Sirhan Sirhan To Face Parole Board
CNN reports:
Los Angeles (CNN) -- One of the surviving shooting victims in the 1968 assassination of Robert F. Kennedy said he will not object to Sirhan B. Sirhan's release if a parole panel OKs it.
Sirhan, who was convicted of the slaying, will appear before a California parole board for the first time in at least nine years on Wednesday, supported by two psychologists' reports saying he no longer poses a threat to society, his attorney said.
Retired TV journalist William Weisel, who shared with CNN his prepared statement to the parole board, said he was hit by a stray bullet in the abdomen "on that terrible evening" a quarter past midnight on June 5, 1968, after Kennedy had just won the California primary in his bid for the Democratic presidential nomination.
Now 73, Weisel, of Healdsburg, California, was an ABC News associate director at the time of the shooting.

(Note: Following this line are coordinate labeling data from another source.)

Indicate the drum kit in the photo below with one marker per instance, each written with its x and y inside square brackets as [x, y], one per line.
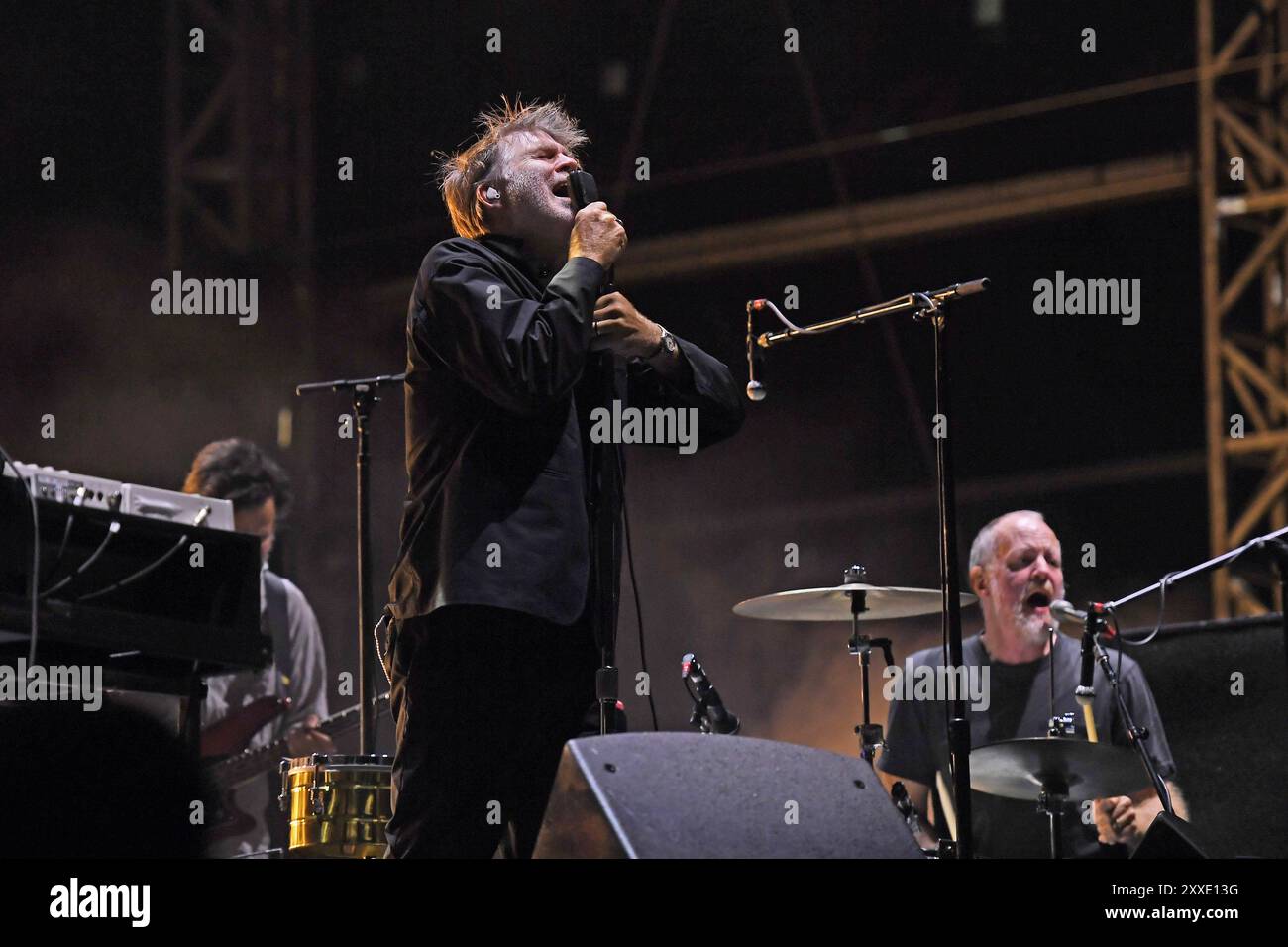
[1039, 770]
[338, 805]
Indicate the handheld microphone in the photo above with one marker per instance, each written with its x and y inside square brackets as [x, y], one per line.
[1067, 615]
[708, 711]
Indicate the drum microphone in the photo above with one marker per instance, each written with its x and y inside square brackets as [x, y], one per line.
[708, 710]
[755, 390]
[1067, 615]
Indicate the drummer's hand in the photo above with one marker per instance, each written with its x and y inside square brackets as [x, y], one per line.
[1116, 821]
[307, 738]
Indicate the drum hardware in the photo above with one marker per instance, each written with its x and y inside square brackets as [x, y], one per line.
[1061, 725]
[853, 600]
[1047, 770]
[928, 308]
[871, 736]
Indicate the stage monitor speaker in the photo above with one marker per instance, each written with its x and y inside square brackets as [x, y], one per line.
[1223, 701]
[692, 795]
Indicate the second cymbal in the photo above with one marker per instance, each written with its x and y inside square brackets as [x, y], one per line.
[833, 604]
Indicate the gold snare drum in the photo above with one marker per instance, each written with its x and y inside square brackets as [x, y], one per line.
[338, 805]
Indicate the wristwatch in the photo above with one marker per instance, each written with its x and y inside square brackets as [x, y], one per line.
[668, 344]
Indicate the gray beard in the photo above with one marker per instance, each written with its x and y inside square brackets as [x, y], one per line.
[1030, 626]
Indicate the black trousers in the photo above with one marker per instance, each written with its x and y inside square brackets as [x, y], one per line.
[483, 701]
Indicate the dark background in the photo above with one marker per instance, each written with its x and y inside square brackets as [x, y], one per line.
[1094, 423]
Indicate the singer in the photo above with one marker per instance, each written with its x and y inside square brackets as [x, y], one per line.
[1017, 574]
[492, 657]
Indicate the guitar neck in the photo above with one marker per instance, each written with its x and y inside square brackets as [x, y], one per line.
[248, 764]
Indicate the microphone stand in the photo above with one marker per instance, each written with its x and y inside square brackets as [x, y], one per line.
[1270, 543]
[1134, 735]
[926, 307]
[365, 398]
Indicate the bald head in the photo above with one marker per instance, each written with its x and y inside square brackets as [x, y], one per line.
[1017, 571]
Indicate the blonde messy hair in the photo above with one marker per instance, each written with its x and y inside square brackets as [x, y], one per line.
[462, 171]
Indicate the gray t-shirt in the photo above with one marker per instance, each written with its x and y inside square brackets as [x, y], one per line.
[1020, 706]
[304, 685]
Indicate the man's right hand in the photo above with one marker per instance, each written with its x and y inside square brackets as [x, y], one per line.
[596, 234]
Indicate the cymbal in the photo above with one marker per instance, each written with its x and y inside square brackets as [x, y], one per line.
[833, 604]
[1076, 768]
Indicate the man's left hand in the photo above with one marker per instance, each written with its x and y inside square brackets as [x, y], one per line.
[622, 329]
[1116, 821]
[307, 738]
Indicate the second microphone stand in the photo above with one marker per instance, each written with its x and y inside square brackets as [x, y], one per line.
[925, 307]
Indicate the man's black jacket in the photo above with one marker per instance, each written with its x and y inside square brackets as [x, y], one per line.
[497, 412]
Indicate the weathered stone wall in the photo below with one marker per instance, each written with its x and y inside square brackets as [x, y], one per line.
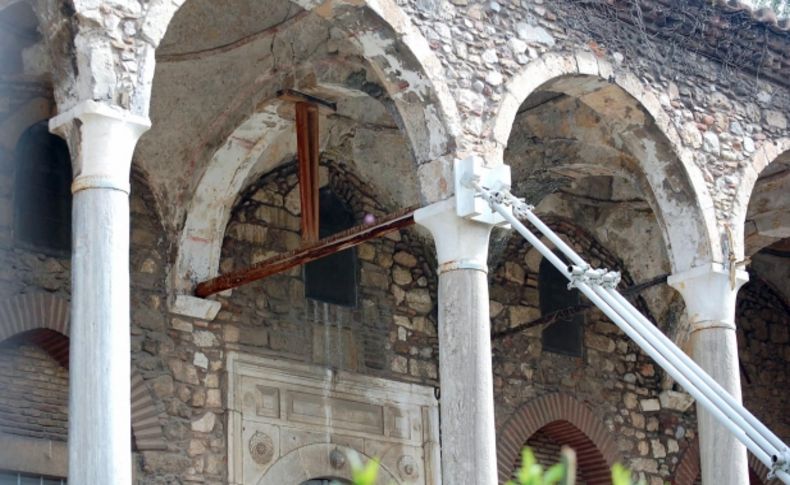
[390, 332]
[763, 322]
[33, 393]
[614, 378]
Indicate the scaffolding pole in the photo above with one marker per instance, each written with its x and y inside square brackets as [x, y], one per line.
[599, 286]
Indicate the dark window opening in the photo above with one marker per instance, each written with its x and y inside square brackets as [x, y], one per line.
[333, 279]
[42, 192]
[564, 336]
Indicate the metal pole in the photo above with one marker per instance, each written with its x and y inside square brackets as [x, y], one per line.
[735, 417]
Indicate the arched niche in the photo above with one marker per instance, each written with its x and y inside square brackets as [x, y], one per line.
[565, 417]
[616, 127]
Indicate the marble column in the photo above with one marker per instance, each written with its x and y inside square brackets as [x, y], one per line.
[710, 293]
[101, 140]
[467, 391]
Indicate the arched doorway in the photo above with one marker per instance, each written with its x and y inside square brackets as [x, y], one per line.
[550, 422]
[591, 467]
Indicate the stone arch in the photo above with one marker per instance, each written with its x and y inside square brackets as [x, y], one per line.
[763, 157]
[688, 469]
[396, 53]
[685, 213]
[396, 50]
[37, 311]
[539, 412]
[312, 461]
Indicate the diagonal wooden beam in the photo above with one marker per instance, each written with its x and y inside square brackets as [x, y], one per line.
[330, 245]
[308, 152]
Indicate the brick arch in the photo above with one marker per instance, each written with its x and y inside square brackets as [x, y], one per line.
[689, 468]
[540, 412]
[32, 313]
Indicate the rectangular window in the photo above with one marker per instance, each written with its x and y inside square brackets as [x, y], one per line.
[333, 279]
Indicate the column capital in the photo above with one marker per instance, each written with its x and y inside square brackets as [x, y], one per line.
[710, 292]
[460, 243]
[102, 140]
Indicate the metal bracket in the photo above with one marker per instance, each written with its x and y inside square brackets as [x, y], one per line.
[468, 202]
[781, 466]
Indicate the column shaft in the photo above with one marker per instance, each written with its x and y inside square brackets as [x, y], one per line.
[101, 140]
[723, 458]
[710, 294]
[99, 396]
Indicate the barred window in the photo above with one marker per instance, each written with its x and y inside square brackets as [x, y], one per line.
[564, 336]
[333, 279]
[12, 478]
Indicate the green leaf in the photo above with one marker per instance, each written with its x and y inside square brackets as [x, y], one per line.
[367, 474]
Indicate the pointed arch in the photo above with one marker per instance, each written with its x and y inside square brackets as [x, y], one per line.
[406, 73]
[678, 195]
[550, 410]
[763, 157]
[45, 311]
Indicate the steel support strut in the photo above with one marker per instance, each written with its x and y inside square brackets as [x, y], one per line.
[599, 286]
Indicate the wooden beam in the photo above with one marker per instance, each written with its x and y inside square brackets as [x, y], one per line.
[295, 96]
[574, 310]
[307, 145]
[330, 245]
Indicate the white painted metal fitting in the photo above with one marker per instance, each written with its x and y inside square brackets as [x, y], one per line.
[578, 275]
[472, 171]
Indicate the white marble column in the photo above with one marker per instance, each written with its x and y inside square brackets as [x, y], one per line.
[467, 390]
[710, 294]
[101, 140]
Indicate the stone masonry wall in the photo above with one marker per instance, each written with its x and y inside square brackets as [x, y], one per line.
[483, 44]
[390, 332]
[33, 393]
[614, 378]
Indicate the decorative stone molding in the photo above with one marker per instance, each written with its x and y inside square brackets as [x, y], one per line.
[290, 422]
[37, 311]
[580, 73]
[540, 412]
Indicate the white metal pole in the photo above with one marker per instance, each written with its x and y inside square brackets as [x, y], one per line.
[743, 416]
[626, 327]
[773, 441]
[634, 335]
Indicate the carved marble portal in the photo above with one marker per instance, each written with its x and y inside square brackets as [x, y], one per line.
[290, 422]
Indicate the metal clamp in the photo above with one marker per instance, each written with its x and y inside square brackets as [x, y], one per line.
[610, 280]
[578, 276]
[781, 466]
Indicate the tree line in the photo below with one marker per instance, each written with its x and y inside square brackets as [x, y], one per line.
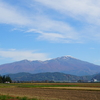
[5, 79]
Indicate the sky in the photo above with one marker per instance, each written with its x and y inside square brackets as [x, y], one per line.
[46, 29]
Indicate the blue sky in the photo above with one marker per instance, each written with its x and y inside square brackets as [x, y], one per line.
[46, 29]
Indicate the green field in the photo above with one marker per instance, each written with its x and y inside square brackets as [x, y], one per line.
[50, 91]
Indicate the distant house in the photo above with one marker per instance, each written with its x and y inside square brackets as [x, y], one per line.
[94, 80]
[7, 82]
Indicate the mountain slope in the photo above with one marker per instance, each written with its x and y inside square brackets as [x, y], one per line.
[65, 64]
[55, 76]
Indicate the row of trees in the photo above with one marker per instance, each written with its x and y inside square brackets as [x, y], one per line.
[4, 79]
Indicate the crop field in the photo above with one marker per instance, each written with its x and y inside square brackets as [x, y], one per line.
[51, 91]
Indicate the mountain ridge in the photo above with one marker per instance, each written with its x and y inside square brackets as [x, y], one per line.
[64, 64]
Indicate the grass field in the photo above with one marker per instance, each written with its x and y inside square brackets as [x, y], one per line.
[52, 91]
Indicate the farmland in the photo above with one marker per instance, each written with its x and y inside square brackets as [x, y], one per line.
[53, 91]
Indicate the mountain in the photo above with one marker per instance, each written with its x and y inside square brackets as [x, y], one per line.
[55, 76]
[97, 76]
[65, 64]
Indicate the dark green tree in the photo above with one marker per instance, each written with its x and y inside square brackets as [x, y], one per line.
[1, 79]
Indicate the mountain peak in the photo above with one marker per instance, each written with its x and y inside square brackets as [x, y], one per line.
[67, 57]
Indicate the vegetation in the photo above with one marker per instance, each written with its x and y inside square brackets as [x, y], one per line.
[50, 91]
[5, 79]
[7, 97]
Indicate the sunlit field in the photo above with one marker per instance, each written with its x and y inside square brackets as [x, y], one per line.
[51, 91]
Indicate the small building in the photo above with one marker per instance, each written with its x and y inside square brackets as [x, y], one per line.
[94, 80]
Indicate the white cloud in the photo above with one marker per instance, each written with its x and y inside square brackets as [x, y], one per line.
[80, 9]
[22, 54]
[51, 29]
[11, 15]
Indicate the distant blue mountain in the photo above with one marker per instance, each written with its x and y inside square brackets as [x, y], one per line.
[65, 64]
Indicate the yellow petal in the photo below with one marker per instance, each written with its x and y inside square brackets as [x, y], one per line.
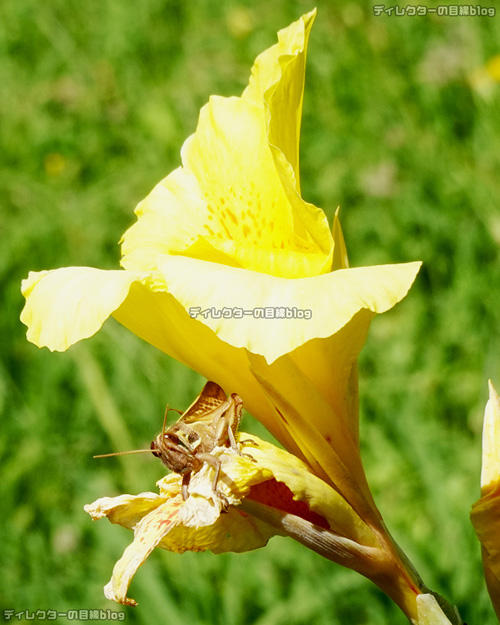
[66, 305]
[490, 473]
[225, 207]
[148, 533]
[278, 76]
[429, 611]
[322, 304]
[485, 513]
[126, 510]
[305, 486]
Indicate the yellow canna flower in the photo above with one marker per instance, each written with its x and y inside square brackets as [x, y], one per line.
[485, 514]
[231, 272]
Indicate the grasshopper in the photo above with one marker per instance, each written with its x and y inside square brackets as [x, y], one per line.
[211, 421]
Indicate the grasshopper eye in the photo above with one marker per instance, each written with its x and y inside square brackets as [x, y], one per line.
[154, 449]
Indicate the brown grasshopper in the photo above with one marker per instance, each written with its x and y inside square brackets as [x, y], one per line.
[212, 420]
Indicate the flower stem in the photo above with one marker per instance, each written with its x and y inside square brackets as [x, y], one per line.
[385, 566]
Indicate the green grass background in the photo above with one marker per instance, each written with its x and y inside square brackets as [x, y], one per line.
[97, 98]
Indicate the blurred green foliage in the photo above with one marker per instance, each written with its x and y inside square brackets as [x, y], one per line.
[401, 128]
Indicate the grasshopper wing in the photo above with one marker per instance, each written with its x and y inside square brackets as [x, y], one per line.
[208, 407]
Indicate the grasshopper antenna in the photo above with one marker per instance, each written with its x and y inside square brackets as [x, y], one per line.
[123, 453]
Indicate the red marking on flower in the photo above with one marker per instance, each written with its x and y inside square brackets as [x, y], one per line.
[279, 496]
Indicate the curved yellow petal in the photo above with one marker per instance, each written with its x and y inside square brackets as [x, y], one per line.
[305, 486]
[126, 510]
[147, 535]
[272, 316]
[225, 207]
[429, 611]
[277, 79]
[485, 513]
[490, 471]
[66, 305]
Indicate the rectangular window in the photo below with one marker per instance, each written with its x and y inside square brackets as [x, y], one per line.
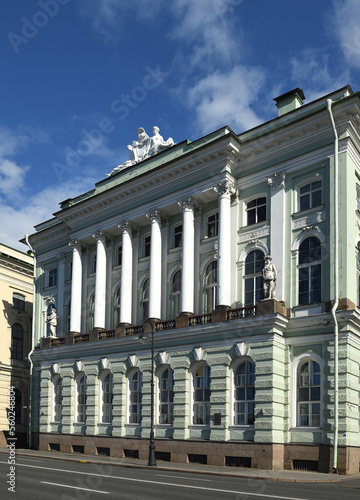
[256, 210]
[177, 237]
[147, 245]
[212, 225]
[52, 277]
[19, 301]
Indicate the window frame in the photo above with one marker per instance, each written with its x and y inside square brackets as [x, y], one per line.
[210, 289]
[19, 301]
[310, 266]
[246, 401]
[146, 245]
[175, 295]
[57, 399]
[201, 407]
[52, 277]
[138, 400]
[209, 224]
[168, 400]
[106, 398]
[257, 291]
[177, 235]
[80, 394]
[310, 402]
[256, 208]
[17, 342]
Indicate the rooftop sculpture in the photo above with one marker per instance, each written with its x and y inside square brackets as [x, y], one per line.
[143, 148]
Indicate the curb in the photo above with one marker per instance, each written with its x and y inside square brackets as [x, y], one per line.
[180, 470]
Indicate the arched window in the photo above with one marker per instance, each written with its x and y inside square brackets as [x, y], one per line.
[57, 398]
[17, 341]
[175, 294]
[166, 397]
[135, 397]
[145, 300]
[244, 385]
[80, 398]
[106, 398]
[18, 407]
[117, 307]
[211, 287]
[254, 264]
[308, 394]
[201, 404]
[309, 271]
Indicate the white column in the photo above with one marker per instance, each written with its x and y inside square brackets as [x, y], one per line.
[126, 272]
[225, 190]
[155, 265]
[187, 271]
[277, 231]
[76, 288]
[100, 281]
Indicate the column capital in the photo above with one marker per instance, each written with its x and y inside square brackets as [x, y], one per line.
[99, 236]
[225, 187]
[126, 225]
[61, 257]
[154, 214]
[76, 244]
[277, 181]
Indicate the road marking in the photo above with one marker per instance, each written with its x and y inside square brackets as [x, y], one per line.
[237, 492]
[30, 459]
[182, 477]
[77, 488]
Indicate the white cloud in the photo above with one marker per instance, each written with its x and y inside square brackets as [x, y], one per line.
[11, 177]
[346, 28]
[226, 98]
[310, 70]
[20, 219]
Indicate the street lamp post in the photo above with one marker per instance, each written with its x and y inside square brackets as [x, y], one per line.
[144, 337]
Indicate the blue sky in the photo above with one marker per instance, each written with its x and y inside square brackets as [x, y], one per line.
[78, 77]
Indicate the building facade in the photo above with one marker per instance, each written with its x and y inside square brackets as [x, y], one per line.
[256, 358]
[16, 293]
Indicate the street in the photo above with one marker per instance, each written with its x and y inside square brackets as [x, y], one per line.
[44, 478]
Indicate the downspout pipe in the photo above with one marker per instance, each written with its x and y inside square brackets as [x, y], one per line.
[336, 287]
[32, 344]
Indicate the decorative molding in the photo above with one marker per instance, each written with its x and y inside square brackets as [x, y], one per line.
[277, 181]
[309, 220]
[240, 348]
[163, 358]
[132, 360]
[79, 366]
[198, 353]
[104, 363]
[125, 225]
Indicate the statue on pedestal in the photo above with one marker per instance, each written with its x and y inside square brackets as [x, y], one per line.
[269, 276]
[143, 148]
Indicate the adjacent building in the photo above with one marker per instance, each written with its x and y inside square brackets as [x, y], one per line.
[16, 295]
[238, 255]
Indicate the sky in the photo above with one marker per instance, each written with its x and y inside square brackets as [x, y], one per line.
[79, 77]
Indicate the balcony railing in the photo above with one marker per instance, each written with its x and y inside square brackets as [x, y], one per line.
[132, 330]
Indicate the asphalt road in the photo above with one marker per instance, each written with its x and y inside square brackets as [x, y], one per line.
[50, 479]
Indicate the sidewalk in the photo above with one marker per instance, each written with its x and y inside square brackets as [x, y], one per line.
[241, 472]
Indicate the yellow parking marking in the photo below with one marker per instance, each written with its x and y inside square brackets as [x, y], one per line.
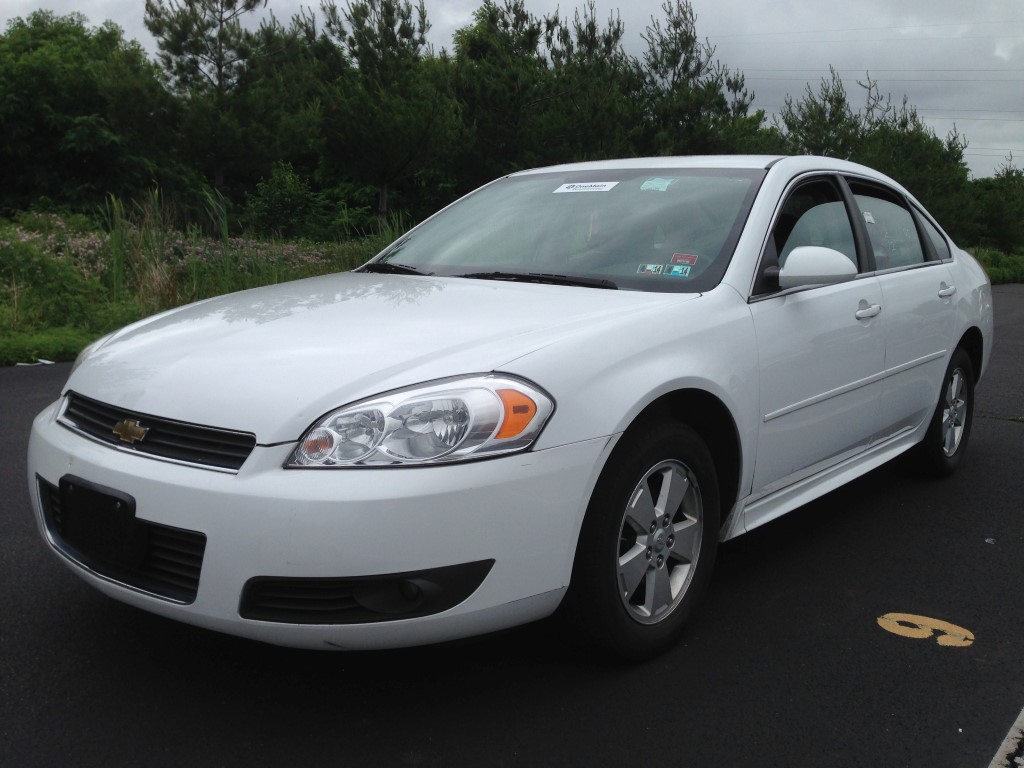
[908, 625]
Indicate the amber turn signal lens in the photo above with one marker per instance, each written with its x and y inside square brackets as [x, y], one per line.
[519, 412]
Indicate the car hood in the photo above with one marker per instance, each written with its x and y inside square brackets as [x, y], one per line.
[272, 359]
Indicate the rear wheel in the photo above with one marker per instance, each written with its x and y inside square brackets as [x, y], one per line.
[648, 542]
[945, 441]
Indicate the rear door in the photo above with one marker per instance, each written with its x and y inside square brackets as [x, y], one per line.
[919, 297]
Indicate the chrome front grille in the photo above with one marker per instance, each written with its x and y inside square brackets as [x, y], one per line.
[164, 438]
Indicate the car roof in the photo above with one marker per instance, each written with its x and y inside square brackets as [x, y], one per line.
[791, 165]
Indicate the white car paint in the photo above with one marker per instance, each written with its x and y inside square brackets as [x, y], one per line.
[819, 388]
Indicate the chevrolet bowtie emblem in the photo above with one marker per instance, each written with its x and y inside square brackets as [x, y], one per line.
[130, 430]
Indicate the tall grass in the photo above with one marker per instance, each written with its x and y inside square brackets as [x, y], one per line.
[66, 281]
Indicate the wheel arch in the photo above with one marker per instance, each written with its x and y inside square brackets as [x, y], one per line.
[711, 419]
[974, 344]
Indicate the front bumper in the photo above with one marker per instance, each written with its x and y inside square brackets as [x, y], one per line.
[522, 512]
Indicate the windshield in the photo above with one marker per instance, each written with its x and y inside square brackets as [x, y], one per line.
[667, 230]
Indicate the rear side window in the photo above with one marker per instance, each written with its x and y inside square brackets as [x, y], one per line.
[891, 227]
[938, 241]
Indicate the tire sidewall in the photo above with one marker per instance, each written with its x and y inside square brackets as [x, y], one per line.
[594, 590]
[933, 456]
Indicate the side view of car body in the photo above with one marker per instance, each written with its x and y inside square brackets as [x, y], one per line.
[560, 392]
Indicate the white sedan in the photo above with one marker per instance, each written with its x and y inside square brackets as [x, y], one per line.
[560, 392]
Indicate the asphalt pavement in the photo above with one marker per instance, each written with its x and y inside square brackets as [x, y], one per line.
[792, 660]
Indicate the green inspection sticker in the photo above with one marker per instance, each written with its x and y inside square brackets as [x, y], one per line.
[657, 184]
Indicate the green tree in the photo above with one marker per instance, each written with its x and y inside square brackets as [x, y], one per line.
[690, 98]
[83, 114]
[1000, 200]
[821, 123]
[897, 142]
[396, 119]
[595, 110]
[504, 87]
[204, 49]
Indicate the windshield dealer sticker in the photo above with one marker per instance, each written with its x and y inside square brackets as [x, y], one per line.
[587, 186]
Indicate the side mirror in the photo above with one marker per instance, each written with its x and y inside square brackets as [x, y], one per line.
[814, 265]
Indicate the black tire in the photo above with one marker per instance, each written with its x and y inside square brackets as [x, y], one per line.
[638, 570]
[945, 441]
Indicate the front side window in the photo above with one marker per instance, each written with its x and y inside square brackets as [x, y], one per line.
[653, 229]
[813, 214]
[890, 226]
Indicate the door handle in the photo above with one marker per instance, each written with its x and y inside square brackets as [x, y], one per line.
[867, 311]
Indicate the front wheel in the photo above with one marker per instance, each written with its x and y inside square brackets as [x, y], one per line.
[648, 542]
[945, 442]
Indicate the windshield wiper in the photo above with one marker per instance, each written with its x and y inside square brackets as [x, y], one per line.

"I'm advised that two reputable psychologists, one representing the state of California and the other from Harvard University, have concluded, after examining him -- Sirhan Sirhan -- that if he is granted parole, he would not be a threat to himself and others, and the community at large. If this is a fact and the board is inclined to grant him parole after him being in prison for nearly 43 years, I would not be opposed to the decision," Weisel said in a telephone interview with CNN.
Even so, the release of Sirhan, 66, now serving a life sentence, is a long shot, with only about 10% of California's life-sentenced convicts being granted parole, said Los Angeles County Deputy District Attorney David Dahle, who added he plans to oppose Sirhan's release at Wednesday's hearing.